Historic England (officially the Historic Buildings and Monuments Commission for England) is an executive non-departmental public body of the British Government sponsored by the Department for Culture, Media and Sport. It is tasked with protecting the historic environment of England by preserving and listing historic buildings, scheduling ancient monuments, registering historic parks and gardens and by advising central and local government.

The body was officially created by the National Heritage Act 1983, and operated from April 1984 to April 2015 under the name of English Heritage. In 2015, following the changes to English Heritage's structure that moved the protection of the National Heritage Collection into the voluntary sector in the English Heritage Trust; the body that remained was rebranded as Historic England.
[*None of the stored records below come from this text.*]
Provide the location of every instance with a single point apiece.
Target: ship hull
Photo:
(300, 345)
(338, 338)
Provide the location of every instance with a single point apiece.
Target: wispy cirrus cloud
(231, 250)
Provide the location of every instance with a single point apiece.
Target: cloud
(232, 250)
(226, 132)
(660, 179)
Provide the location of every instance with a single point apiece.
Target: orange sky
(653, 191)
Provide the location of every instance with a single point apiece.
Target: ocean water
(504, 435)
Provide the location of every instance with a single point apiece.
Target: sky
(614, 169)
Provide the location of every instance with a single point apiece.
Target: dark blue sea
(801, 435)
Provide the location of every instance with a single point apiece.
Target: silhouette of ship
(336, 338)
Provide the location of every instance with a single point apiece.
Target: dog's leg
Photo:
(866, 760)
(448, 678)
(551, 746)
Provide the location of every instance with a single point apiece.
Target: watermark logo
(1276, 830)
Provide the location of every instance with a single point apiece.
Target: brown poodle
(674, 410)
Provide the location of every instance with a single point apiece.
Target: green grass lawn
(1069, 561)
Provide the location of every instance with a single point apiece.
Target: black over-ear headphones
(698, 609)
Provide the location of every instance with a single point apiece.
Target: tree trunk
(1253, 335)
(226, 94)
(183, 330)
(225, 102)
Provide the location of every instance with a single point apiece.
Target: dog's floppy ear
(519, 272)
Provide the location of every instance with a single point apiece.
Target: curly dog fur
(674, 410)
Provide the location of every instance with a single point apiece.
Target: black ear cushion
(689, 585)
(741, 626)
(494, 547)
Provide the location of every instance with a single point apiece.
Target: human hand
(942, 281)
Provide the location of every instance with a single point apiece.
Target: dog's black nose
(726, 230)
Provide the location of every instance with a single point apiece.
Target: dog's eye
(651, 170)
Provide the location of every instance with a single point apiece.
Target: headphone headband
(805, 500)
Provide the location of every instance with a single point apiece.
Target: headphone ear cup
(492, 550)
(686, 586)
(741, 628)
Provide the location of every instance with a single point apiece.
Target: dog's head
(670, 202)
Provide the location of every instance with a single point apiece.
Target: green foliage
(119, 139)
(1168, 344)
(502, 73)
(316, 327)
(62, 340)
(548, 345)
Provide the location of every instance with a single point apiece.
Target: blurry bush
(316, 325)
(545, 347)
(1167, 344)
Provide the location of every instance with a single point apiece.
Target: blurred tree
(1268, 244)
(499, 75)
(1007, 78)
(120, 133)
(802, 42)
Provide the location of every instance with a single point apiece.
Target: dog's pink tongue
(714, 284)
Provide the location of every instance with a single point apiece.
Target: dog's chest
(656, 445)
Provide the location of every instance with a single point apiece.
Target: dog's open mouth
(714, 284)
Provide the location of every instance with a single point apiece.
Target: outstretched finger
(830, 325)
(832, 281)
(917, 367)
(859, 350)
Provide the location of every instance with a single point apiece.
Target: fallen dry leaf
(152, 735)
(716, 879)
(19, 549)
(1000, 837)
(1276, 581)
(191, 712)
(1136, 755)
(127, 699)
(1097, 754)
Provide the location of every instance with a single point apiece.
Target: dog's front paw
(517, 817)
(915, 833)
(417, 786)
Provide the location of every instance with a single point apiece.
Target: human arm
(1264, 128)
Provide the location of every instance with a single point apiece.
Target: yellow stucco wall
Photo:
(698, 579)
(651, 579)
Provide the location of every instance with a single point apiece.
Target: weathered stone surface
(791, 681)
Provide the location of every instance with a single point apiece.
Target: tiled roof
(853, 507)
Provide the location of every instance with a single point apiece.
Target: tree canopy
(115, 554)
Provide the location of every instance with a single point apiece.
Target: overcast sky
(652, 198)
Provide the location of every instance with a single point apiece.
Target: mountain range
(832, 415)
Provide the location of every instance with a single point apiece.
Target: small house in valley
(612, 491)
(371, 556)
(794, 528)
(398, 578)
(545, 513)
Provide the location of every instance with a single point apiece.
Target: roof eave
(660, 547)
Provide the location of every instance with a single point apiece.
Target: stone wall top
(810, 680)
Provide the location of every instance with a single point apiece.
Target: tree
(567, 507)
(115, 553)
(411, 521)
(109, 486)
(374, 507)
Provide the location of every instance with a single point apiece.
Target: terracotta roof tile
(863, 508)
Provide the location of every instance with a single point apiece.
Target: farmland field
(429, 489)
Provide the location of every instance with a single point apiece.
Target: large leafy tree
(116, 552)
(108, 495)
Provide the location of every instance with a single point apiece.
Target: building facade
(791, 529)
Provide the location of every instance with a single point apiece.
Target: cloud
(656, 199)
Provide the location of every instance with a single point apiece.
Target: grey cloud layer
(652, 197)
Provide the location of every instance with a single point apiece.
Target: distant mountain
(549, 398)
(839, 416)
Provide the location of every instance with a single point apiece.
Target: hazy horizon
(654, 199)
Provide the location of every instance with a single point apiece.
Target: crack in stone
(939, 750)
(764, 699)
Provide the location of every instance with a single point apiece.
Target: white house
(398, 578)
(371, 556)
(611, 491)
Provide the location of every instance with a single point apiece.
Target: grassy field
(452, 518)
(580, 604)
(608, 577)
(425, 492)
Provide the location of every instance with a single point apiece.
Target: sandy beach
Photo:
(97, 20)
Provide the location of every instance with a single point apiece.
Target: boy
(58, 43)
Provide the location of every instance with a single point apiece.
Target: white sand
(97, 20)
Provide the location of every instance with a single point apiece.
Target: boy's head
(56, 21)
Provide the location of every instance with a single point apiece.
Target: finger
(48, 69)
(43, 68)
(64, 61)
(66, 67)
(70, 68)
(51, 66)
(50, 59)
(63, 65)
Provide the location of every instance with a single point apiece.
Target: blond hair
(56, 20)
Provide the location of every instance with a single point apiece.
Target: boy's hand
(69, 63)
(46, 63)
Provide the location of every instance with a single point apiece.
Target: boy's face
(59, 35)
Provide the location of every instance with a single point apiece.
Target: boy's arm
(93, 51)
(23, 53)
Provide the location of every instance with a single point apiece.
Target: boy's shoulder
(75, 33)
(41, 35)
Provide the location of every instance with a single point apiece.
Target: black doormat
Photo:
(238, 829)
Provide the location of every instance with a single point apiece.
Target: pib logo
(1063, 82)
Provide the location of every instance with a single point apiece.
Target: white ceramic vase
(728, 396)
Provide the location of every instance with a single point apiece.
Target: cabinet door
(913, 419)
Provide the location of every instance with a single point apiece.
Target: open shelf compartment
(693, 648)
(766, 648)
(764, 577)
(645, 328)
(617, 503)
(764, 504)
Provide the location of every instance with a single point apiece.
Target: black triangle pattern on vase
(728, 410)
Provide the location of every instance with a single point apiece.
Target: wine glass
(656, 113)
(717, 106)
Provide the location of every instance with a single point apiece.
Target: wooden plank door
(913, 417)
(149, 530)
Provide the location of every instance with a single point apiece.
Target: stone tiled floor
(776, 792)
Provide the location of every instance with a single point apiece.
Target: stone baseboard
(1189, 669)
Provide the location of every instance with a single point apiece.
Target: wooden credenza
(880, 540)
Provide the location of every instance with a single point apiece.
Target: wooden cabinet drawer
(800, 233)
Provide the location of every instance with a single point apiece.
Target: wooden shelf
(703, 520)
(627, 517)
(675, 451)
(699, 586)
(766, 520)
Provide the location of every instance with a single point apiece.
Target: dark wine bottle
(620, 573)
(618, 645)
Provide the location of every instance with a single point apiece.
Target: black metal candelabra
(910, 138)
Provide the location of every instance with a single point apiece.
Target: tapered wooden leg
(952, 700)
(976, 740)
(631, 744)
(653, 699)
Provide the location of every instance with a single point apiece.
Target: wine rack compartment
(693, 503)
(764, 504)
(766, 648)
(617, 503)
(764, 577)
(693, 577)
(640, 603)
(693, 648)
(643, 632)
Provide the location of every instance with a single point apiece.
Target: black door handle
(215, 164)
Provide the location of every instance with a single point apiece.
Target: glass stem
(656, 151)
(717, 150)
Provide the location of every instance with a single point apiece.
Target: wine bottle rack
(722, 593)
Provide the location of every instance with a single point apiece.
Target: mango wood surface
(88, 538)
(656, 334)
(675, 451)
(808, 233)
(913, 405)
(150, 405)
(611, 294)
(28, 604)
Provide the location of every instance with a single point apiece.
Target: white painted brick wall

The body also inherited the Historic England Archive from the old English Heritage, and projects linked to the archive such as Britain from Above, which saw the archive work with the Royal Commission on the Ancient and Historical Monuments of Wales and the Royal Commission on the Ancient and Historical Monuments of Scotland to digitise, catalogue and put online 96,000 of the oldest Aerofilms images. The archive also houses various national collections, including the results of older projects, such as the Royal Commission on the Historical Monuments of England and Images of England (providing online access to images of listed buildings in England as of 2002).

Remit

Historic England inherited English Heritage's position as the UK government's statutory adviser and a statutory consultee on all aspects of the historic environment and its heritage assets. This includes archaeology on land and underwater, historic buildings sites and areas, designated landscapes and the historic elements of the wider landscape. It monitors and reports on the state of England's heritage and publishes the annual Heritage at Risk survey which is one of the UK government's official statistics. It is tasked to secure the preservation and enhancement of the man-made heritage of England for the benefit of future generations.

Its remit involves:
 Caring for nationally important archive collections of photographs, drawings and other records which document the historic environment of England and date from the eighteenth century onwards.
 Giving grants to national and local organisations for the conservation of historic buildings, monuments and landscapes. In 2013/14 over £13 million worth of grants were made to support heritage buildings.
 Advising central UK government on which English heritage assets are nationally important and should be protected by designation (i.e. listing, scheduling, etc.).
 Administering and maintaining the register of England's listed buildings, scheduled monuments, registered battlefields, World Heritage Sites and protected parks and gardens. This is published online as the National Heritage List for England.
 Advising local authorities on managing changes to the most important parts of heritage.
 Providing expertise through advice, training and guidance to improve the standards and skills of people working in heritage, practical conservation and access to resources. In 2009–2010 it trained around 200 professionals working in local authorities and the wider sector.
 Consulting and collaborating with other heritage bodies, local and national planning organisations e.g. the preparation of the 2010 Planning Policy statement for the Historic Environment (PPS5).
 Commissioning and conducting archaeological research, including the publication of Heritage Counts and Heritage at Risk on behalf of the heritage sector; these are annual research surveys into the state of England's heritage.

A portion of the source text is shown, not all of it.